Paul, I’ve been trying to sort out my frustrations about CommentPress. (There’s also a competing product called Diigo that I was comparing a couple of months ago.) I think the problem lies not necessarily in the products themselves, but possibly in the fact that works like yours are really already so practically comprehensive and complete that it seems almost a little late for individuals to interact with them.
If I were to get into this book (actually, I can’t wait to delve into the stuff on Erasmus!), I would need to set aside a significant amount of time — at my desktop computer. But the product is so well constructed already that it actually merits being locked up and printed so that I can read it in a comfortable chair! I also find myself looking for structure, illustrations, and so on, and being disappointed.
I don’t know if it’s my old-fashioned “book” mind that craves the staticity and controlled nature of a printed and bound product (would a younger, more postmodern reader prefer this format?) or if there is something objectively qualitative about a “ludic reading” experience (cf. Sven Birkerts) that calls for being away from the depths of the machine and precludes too much interaction.
Every discussion like this first calls to mind talmudist concentric marginalia and then the joyous “conversation” of scribbling notes in the margins of our own books. Maybe I just need to find more quiet time and space to be able to read these works carefully. I just went through the Rime of the Ancient Mariner online and I was fidgeting for half of it!

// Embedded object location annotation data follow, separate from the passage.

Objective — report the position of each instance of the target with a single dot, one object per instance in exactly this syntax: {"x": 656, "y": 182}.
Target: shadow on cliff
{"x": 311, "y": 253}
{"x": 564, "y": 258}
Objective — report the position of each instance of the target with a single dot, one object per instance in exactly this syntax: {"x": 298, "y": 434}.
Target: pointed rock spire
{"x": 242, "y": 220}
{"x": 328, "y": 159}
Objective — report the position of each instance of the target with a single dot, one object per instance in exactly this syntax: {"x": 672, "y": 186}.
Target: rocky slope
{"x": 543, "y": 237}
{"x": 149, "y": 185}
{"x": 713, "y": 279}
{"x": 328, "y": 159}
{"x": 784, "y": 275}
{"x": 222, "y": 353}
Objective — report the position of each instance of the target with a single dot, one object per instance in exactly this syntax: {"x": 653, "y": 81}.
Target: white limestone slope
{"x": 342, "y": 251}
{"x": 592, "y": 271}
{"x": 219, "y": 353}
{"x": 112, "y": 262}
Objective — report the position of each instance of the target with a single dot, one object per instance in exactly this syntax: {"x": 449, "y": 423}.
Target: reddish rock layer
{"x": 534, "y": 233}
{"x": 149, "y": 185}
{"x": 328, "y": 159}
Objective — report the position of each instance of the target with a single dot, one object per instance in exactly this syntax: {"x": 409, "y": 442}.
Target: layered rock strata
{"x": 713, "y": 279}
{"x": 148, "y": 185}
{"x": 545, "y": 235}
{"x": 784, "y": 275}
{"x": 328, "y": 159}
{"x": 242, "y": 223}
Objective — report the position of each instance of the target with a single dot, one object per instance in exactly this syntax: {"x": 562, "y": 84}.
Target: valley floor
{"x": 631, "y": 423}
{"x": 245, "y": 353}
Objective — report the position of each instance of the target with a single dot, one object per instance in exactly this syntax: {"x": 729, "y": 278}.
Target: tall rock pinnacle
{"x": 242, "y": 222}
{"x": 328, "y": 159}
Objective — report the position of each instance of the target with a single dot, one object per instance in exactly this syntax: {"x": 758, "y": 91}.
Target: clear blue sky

Fascinating. On-demand custom printing was not invented in the 1990s. In fact, there will be a curve away from customizability as industrialization increases: the page makeup processes get more specialized, presses become larger and faster, and the distance from man to work increases. Now we have a curve back toward the personalization. But the system is so complex now that teachers still can’t customize very well. What most teachers do for customization is photocopying.